The most obvious, of course, is to get out of this country as quickly as possible.
Traveling to places such as Hawaii, Mexico, Palm Springs or Arizona all conjure up images of sand and sun, a really good book and a cool drink of something tall and delicious.
Actually, I’ve heard even Calgary might not be so bad. At least they have Chinook winds there.
I am among the select few who don’t seem destined to leave this horrible frozen expanse of land, otherwise known as central Alberta, anytime soon.
So what to do? Do I simply say, ‘suck it up, buttercup’ and get on with my day?
Or do I get as creative as possible and try to figure out ways to at least ‘think warm.’
Working out!
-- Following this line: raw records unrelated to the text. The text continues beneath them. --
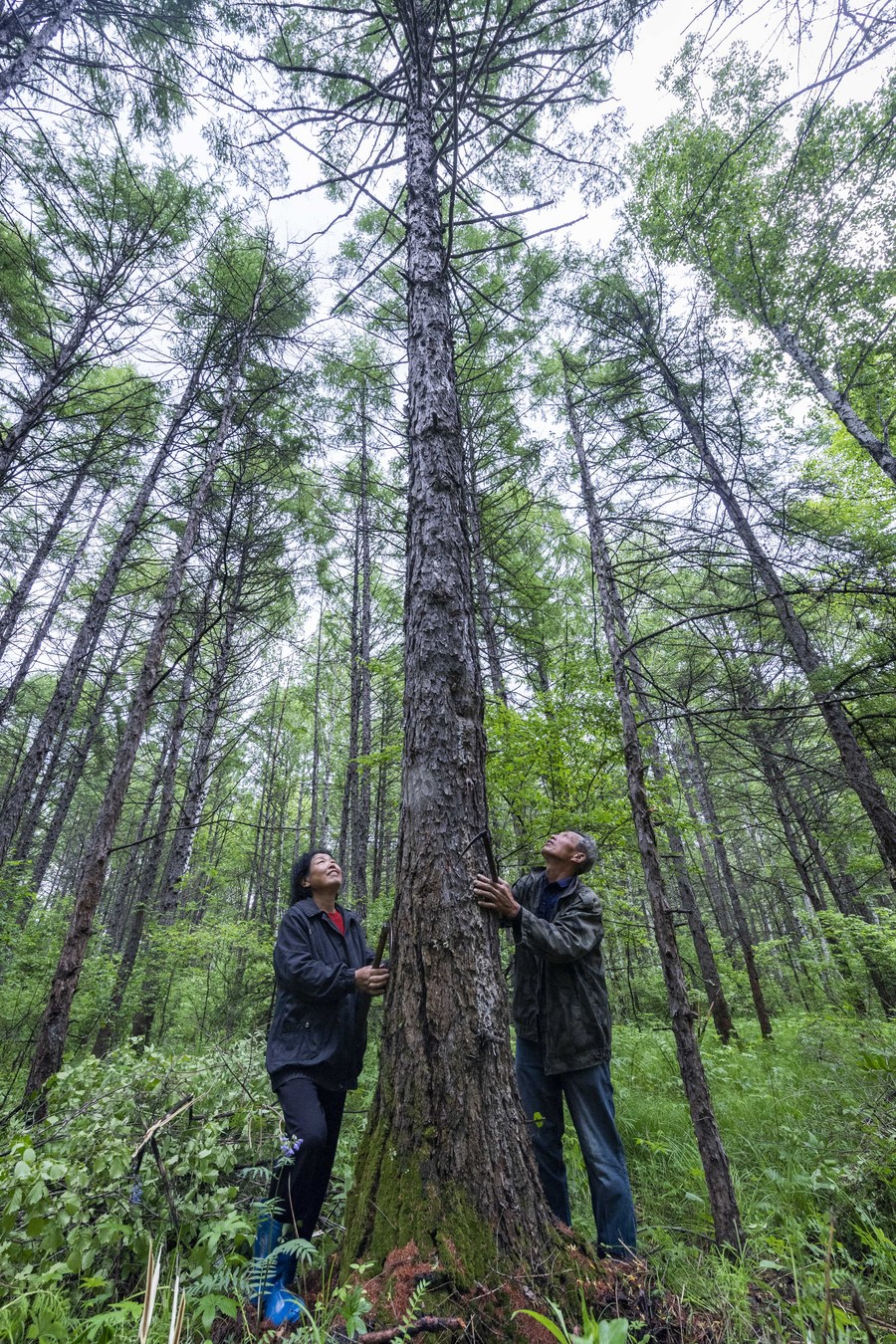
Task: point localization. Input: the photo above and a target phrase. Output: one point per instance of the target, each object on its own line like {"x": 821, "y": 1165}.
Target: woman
{"x": 315, "y": 1054}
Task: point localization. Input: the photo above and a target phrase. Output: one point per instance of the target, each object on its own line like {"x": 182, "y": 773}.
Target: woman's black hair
{"x": 299, "y": 889}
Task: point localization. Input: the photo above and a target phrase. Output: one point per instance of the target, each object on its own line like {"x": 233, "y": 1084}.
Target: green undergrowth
{"x": 808, "y": 1124}
{"x": 808, "y": 1121}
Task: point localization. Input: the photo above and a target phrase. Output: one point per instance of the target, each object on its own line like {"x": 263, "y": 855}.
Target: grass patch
{"x": 808, "y": 1122}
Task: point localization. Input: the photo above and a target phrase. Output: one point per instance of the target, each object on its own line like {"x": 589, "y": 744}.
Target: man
{"x": 561, "y": 1018}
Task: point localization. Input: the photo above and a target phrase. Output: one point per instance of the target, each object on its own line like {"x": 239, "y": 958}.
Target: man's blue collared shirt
{"x": 549, "y": 897}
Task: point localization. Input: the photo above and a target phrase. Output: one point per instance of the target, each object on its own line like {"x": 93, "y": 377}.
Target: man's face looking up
{"x": 564, "y": 849}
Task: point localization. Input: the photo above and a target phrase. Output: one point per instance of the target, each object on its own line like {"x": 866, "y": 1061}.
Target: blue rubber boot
{"x": 272, "y": 1275}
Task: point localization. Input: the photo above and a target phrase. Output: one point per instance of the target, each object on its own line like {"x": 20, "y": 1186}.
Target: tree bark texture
{"x": 445, "y": 1160}
{"x": 723, "y": 1203}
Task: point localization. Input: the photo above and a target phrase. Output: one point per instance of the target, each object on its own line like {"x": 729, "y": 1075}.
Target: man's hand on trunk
{"x": 496, "y": 897}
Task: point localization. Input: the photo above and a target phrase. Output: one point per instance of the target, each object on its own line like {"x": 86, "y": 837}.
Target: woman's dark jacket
{"x": 559, "y": 987}
{"x": 319, "y": 1028}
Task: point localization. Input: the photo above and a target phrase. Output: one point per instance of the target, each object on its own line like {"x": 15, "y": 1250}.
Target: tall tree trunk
{"x": 54, "y": 1024}
{"x": 442, "y": 1172}
{"x": 723, "y": 1203}
{"x": 316, "y": 742}
{"x": 483, "y": 595}
{"x": 149, "y": 868}
{"x": 876, "y": 448}
{"x": 88, "y": 634}
{"x": 856, "y": 768}
{"x": 49, "y": 615}
{"x": 699, "y": 776}
{"x": 76, "y": 768}
{"x": 361, "y": 816}
{"x": 192, "y": 802}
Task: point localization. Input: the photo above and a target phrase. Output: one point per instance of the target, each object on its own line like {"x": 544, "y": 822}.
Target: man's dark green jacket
{"x": 559, "y": 987}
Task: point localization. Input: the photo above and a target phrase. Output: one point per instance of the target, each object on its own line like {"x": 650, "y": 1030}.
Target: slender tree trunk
{"x": 723, "y": 1203}
{"x": 74, "y": 773}
{"x": 316, "y": 742}
{"x": 149, "y": 868}
{"x": 16, "y": 603}
{"x": 838, "y": 402}
{"x": 88, "y": 636}
{"x": 856, "y": 768}
{"x": 54, "y": 1024}
{"x": 192, "y": 802}
{"x": 742, "y": 929}
{"x": 16, "y": 72}
{"x": 361, "y": 816}
{"x": 445, "y": 1159}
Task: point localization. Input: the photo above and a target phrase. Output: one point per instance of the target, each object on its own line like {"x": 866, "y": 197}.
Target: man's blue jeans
{"x": 588, "y": 1094}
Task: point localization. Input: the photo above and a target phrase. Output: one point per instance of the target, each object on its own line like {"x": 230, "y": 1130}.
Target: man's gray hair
{"x": 590, "y": 849}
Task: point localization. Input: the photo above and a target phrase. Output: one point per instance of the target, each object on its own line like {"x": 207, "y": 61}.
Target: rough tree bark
{"x": 445, "y": 1159}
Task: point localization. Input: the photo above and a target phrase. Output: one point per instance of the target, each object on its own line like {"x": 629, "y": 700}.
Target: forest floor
{"x": 808, "y": 1121}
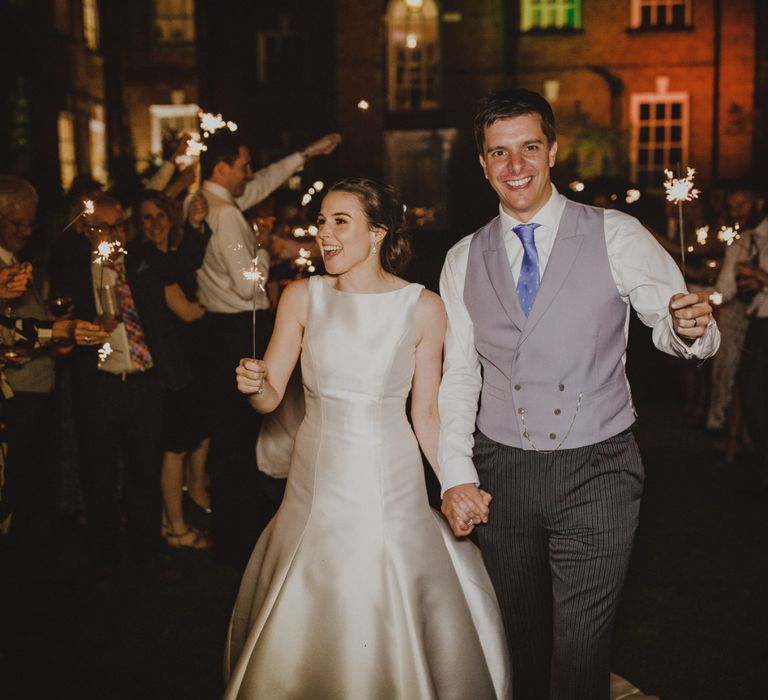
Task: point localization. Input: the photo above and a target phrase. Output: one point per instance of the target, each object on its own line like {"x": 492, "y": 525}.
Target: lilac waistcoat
{"x": 553, "y": 380}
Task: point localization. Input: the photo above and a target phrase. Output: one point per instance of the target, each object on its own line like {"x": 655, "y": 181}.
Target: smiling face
{"x": 516, "y": 160}
{"x": 155, "y": 224}
{"x": 344, "y": 233}
{"x": 16, "y": 224}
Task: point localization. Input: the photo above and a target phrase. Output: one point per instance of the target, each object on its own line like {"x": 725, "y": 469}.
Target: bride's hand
{"x": 465, "y": 506}
{"x": 251, "y": 376}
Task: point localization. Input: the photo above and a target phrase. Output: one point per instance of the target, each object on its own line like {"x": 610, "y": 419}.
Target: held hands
{"x": 465, "y": 506}
{"x": 251, "y": 376}
{"x": 690, "y": 314}
{"x": 14, "y": 280}
{"x": 323, "y": 146}
{"x": 82, "y": 332}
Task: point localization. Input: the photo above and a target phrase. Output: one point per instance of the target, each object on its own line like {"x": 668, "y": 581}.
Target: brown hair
{"x": 512, "y": 102}
{"x": 383, "y": 209}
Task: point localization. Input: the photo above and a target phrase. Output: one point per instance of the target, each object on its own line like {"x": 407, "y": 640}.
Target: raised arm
{"x": 430, "y": 325}
{"x": 264, "y": 381}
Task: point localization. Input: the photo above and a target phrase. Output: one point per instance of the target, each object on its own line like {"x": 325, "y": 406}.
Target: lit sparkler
{"x": 195, "y": 148}
{"x": 104, "y": 352}
{"x": 728, "y": 234}
{"x": 679, "y": 190}
{"x": 89, "y": 206}
{"x": 253, "y": 274}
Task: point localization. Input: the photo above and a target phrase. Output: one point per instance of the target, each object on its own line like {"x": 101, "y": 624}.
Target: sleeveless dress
{"x": 357, "y": 589}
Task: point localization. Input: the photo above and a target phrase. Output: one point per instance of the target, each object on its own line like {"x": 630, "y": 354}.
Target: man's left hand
{"x": 690, "y": 314}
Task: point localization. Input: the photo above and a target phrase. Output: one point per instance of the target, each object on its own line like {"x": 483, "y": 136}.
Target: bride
{"x": 357, "y": 589}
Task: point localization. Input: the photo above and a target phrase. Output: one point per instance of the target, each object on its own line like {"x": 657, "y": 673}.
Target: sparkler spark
{"x": 728, "y": 234}
{"x": 89, "y": 206}
{"x": 105, "y": 351}
{"x": 106, "y": 250}
{"x": 195, "y": 148}
{"x": 680, "y": 189}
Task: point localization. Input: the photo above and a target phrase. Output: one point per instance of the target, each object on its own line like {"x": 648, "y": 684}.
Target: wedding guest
{"x": 243, "y": 500}
{"x": 744, "y": 279}
{"x": 118, "y": 397}
{"x": 171, "y": 321}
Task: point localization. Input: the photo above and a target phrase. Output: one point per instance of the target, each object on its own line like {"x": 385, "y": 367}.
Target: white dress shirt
{"x": 645, "y": 277}
{"x": 742, "y": 250}
{"x": 223, "y": 280}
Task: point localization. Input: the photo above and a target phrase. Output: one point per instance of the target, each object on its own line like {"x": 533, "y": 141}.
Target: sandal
{"x": 189, "y": 539}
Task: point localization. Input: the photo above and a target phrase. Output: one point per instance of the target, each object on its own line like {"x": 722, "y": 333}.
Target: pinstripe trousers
{"x": 557, "y": 548}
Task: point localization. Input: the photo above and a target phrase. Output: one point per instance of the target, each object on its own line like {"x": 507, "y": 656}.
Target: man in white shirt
{"x": 745, "y": 275}
{"x": 535, "y": 407}
{"x": 242, "y": 499}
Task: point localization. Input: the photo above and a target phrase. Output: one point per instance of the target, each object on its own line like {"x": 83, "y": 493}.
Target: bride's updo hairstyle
{"x": 383, "y": 209}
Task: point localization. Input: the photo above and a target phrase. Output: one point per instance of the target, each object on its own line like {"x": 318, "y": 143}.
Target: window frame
{"x": 655, "y": 98}
{"x": 67, "y": 148}
{"x": 527, "y": 10}
{"x": 636, "y": 15}
{"x": 407, "y": 70}
{"x": 167, "y": 16}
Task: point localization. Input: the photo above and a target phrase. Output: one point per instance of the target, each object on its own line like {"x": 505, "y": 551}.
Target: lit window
{"x": 661, "y": 13}
{"x": 280, "y": 53}
{"x": 91, "y": 24}
{"x": 67, "y": 161}
{"x": 659, "y": 135}
{"x": 174, "y": 21}
{"x": 98, "y": 144}
{"x": 61, "y": 16}
{"x": 550, "y": 14}
{"x": 412, "y": 55}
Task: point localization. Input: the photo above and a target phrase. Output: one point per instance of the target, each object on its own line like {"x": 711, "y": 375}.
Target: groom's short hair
{"x": 512, "y": 102}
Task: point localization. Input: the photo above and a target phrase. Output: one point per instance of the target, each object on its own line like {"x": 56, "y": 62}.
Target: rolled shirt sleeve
{"x": 461, "y": 384}
{"x": 647, "y": 276}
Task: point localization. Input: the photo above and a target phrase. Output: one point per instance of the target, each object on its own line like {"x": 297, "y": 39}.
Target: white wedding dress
{"x": 357, "y": 589}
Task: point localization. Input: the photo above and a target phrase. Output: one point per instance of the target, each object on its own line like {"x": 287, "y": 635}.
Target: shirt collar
{"x": 547, "y": 217}
{"x": 218, "y": 191}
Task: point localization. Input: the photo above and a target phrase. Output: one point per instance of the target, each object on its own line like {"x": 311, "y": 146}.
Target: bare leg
{"x": 196, "y": 476}
{"x": 171, "y": 479}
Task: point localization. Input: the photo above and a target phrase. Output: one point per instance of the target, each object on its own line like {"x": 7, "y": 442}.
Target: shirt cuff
{"x": 460, "y": 471}
{"x": 698, "y": 348}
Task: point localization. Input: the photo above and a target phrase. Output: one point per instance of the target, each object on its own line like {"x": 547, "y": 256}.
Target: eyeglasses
{"x": 20, "y": 225}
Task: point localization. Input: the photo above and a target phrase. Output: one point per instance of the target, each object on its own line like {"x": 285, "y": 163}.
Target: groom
{"x": 535, "y": 407}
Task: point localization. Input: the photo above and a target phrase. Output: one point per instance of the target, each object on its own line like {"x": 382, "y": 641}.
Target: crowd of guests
{"x": 128, "y": 329}
{"x": 726, "y": 396}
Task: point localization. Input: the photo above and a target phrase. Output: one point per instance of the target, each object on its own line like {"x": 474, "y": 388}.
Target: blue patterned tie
{"x": 528, "y": 282}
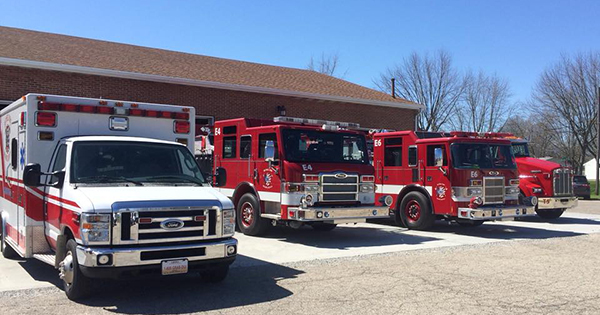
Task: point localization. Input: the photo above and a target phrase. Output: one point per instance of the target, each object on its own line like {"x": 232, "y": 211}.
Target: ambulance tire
{"x": 415, "y": 211}
{"x": 319, "y": 226}
{"x": 7, "y": 251}
{"x": 248, "y": 216}
{"x": 80, "y": 284}
{"x": 216, "y": 275}
{"x": 550, "y": 214}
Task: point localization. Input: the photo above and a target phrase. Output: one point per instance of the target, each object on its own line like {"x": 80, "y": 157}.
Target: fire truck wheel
{"x": 319, "y": 226}
{"x": 7, "y": 251}
{"x": 415, "y": 212}
{"x": 216, "y": 275}
{"x": 469, "y": 223}
{"x": 550, "y": 213}
{"x": 248, "y": 216}
{"x": 75, "y": 283}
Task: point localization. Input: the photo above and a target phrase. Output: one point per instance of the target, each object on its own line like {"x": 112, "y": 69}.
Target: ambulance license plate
{"x": 174, "y": 267}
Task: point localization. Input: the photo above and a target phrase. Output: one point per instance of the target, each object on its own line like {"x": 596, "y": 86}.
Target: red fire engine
{"x": 551, "y": 183}
{"x": 295, "y": 171}
{"x": 461, "y": 176}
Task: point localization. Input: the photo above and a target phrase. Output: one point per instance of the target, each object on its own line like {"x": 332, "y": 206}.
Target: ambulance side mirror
{"x": 32, "y": 175}
{"x": 220, "y": 177}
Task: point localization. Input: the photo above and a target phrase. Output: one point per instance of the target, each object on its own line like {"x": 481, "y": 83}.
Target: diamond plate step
{"x": 47, "y": 258}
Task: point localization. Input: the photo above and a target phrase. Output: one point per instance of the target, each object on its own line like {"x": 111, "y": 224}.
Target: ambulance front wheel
{"x": 75, "y": 283}
{"x": 248, "y": 216}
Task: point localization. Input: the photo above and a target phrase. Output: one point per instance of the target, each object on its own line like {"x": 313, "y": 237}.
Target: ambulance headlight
{"x": 95, "y": 228}
{"x": 228, "y": 221}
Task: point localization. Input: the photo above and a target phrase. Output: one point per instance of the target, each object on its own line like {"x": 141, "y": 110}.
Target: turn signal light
{"x": 182, "y": 126}
{"x": 45, "y": 119}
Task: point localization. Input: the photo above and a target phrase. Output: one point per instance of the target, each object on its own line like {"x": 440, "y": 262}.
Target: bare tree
{"x": 485, "y": 105}
{"x": 428, "y": 80}
{"x": 567, "y": 91}
{"x": 327, "y": 64}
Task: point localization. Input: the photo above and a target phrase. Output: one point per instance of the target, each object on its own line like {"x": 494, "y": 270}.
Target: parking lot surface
{"x": 528, "y": 266}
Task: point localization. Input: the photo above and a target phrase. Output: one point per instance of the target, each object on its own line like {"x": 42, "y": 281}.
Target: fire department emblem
{"x": 267, "y": 178}
{"x": 440, "y": 191}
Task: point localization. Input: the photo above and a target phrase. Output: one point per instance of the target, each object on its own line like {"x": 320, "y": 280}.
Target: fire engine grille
{"x": 562, "y": 182}
{"x": 493, "y": 190}
{"x": 339, "y": 187}
{"x": 147, "y": 226}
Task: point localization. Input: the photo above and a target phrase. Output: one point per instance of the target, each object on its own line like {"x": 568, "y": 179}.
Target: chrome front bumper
{"x": 557, "y": 202}
{"x": 496, "y": 213}
{"x": 133, "y": 256}
{"x": 339, "y": 215}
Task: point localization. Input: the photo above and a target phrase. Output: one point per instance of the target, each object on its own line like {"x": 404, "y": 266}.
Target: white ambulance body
{"x": 99, "y": 188}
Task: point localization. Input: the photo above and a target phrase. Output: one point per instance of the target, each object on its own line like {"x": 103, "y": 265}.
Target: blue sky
{"x": 514, "y": 39}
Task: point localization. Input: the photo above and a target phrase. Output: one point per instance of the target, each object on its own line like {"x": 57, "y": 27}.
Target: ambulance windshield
{"x": 136, "y": 163}
{"x": 322, "y": 146}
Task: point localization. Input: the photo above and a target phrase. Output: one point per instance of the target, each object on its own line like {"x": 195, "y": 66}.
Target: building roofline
{"x": 200, "y": 83}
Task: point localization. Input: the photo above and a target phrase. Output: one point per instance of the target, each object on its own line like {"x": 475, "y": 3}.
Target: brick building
{"x": 37, "y": 62}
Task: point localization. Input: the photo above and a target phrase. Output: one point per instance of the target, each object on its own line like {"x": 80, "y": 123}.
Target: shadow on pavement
{"x": 346, "y": 237}
{"x": 189, "y": 294}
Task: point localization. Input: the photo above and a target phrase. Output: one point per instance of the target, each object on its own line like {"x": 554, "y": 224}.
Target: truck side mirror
{"x": 220, "y": 177}
{"x": 32, "y": 175}
{"x": 438, "y": 156}
{"x": 269, "y": 151}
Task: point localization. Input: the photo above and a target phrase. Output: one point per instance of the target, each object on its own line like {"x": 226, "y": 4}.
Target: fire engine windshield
{"x": 482, "y": 155}
{"x": 321, "y": 146}
{"x": 520, "y": 149}
{"x": 136, "y": 163}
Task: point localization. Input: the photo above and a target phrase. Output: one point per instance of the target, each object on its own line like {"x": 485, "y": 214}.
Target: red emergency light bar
{"x": 134, "y": 111}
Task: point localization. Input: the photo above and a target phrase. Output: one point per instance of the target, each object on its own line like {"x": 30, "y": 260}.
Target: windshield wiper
{"x": 108, "y": 179}
{"x": 173, "y": 177}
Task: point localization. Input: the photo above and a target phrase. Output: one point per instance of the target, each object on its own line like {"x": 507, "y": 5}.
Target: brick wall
{"x": 222, "y": 104}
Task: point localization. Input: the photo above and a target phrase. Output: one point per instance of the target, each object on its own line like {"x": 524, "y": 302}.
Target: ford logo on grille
{"x": 172, "y": 224}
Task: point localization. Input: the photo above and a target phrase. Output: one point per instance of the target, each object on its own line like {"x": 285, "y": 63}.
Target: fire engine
{"x": 551, "y": 183}
{"x": 101, "y": 188}
{"x": 295, "y": 171}
{"x": 460, "y": 176}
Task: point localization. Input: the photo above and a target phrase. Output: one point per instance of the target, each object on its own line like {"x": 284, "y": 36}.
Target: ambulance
{"x": 109, "y": 189}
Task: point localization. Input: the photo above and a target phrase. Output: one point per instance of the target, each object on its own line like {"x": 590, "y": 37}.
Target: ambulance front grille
{"x": 148, "y": 226}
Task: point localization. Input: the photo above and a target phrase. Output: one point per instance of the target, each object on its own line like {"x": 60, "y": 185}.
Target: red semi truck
{"x": 551, "y": 183}
{"x": 461, "y": 176}
{"x": 295, "y": 171}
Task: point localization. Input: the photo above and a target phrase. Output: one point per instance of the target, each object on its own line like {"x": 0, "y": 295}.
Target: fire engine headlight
{"x": 228, "y": 221}
{"x": 512, "y": 190}
{"x": 367, "y": 188}
{"x": 95, "y": 228}
{"x": 473, "y": 192}
{"x": 386, "y": 200}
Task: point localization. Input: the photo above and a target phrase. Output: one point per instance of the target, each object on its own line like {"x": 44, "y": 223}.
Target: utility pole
{"x": 598, "y": 143}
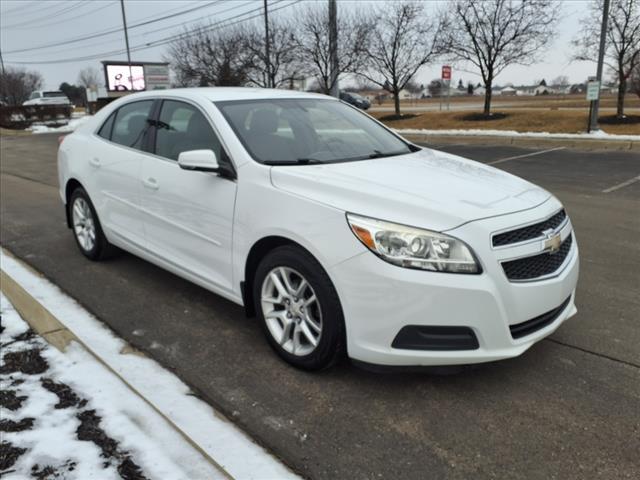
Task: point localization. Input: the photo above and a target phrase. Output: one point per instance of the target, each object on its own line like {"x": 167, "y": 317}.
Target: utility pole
{"x": 126, "y": 39}
{"x": 266, "y": 46}
{"x": 333, "y": 47}
{"x": 593, "y": 123}
{"x": 2, "y": 63}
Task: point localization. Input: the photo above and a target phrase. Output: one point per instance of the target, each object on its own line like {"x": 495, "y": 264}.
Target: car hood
{"x": 428, "y": 189}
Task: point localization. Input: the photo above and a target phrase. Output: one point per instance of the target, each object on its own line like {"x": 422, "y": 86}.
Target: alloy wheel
{"x": 83, "y": 224}
{"x": 292, "y": 311}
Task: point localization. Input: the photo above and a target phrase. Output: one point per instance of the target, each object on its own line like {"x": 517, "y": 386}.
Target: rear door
{"x": 116, "y": 165}
{"x": 188, "y": 215}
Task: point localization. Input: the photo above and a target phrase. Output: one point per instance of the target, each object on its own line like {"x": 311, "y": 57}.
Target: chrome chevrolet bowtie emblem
{"x": 552, "y": 241}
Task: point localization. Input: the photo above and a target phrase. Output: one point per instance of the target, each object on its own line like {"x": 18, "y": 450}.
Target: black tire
{"x": 101, "y": 249}
{"x": 331, "y": 345}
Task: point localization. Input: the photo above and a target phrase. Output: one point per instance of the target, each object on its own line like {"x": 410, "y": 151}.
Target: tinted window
{"x": 130, "y": 127}
{"x": 181, "y": 128}
{"x": 105, "y": 130}
{"x": 290, "y": 130}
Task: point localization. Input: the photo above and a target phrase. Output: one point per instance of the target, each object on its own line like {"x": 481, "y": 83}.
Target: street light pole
{"x": 126, "y": 40}
{"x": 266, "y": 46}
{"x": 333, "y": 47}
{"x": 593, "y": 123}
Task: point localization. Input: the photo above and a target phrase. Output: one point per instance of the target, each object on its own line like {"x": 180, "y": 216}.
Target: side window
{"x": 130, "y": 126}
{"x": 181, "y": 128}
{"x": 105, "y": 130}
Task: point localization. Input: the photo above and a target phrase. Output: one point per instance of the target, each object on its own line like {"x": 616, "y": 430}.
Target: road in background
{"x": 567, "y": 408}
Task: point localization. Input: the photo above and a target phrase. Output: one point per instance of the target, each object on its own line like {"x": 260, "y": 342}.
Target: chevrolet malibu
{"x": 341, "y": 237}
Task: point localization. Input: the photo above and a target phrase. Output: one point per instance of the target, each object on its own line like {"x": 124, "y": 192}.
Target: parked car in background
{"x": 51, "y": 97}
{"x": 355, "y": 100}
{"x": 338, "y": 234}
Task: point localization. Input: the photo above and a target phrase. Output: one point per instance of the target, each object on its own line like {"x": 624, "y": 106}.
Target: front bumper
{"x": 379, "y": 299}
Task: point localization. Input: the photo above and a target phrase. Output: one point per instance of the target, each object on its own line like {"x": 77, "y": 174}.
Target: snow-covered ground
{"x": 65, "y": 415}
{"x": 125, "y": 417}
{"x": 74, "y": 123}
{"x": 598, "y": 135}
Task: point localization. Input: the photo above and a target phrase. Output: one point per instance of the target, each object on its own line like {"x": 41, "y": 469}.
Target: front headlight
{"x": 413, "y": 247}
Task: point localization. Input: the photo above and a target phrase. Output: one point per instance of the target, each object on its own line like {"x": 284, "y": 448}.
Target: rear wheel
{"x": 299, "y": 309}
{"x": 86, "y": 227}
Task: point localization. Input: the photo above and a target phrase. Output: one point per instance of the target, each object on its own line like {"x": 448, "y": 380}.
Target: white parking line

That works, though it’s not really a desirable option to struggle through a snowstorm to get to the gym just to be able to ‘think warm.’
My daughter gave me these rather skimpy workout clothes for Christmas and in the morning when I shiver and shake myself into them, I feel like nothing more than a big bunch of trembling goose bumps. But by the time I tread on the treadmill, and perform other strenuous strength building movements that shouldn’t really be done by people who have been up for less than 10 minutes such as myself I find I am no longer shivering.
I’m hot! I’m sweaty! And, if the truth were known, I look even less presentable than I did before I arrived.
But I tell myself it doesn’t matter.
I have not allowed myself the luxury of staying in bed, which is exactly where I very much wanted to be. I’ve worked out. And I’m hot. Very hot!
Another, decidedly more pleasant activity that seems to warm up even the most desolate day, at least for me, is playing the piano.
I am the proud owner of a stately, gracious instrument that is probably more than a century old. My piano graces my living room, sitting, in all its stately glory beside a rocking chair that once belonged to my grandparents.
Just sitting at the piano seems to bring warmth to my very self, kind of like wearing my favourite old gray sweater.
And when I actually start to run my fingers over the keys, in only a few minutes I can forget about the cold, the chill, the endless snow and the raging wind.
I’m sad that my improvements on the piano don’t measure up to my own, should have been a rock star, kind of expectations.
But still even my humble attempts on the keyboard seem to warm me up and set the mood thermometer that lives in my head (or maybe in my heart) just a little higher.
And then there is the simple delight of sitting in front of a fireplace, staring mindlessly at the flickering flames.
Some people call it meditating.
I call it necessary.
Getting through the winter is not easy.
I read a quote once from someone who said ‘you never know an Evergreen is an Evergreen until the winter.’
While I don’t really like to compare myself to an Evergreen due to the fact they are all green and prickly, I like the part about being resilient enough to withstand all the seasons and come out non the less for wear on the other side.
It’s kind of like life!
Treena Mielke is editor of The Rimbey Review and writes a regular column for Black Press.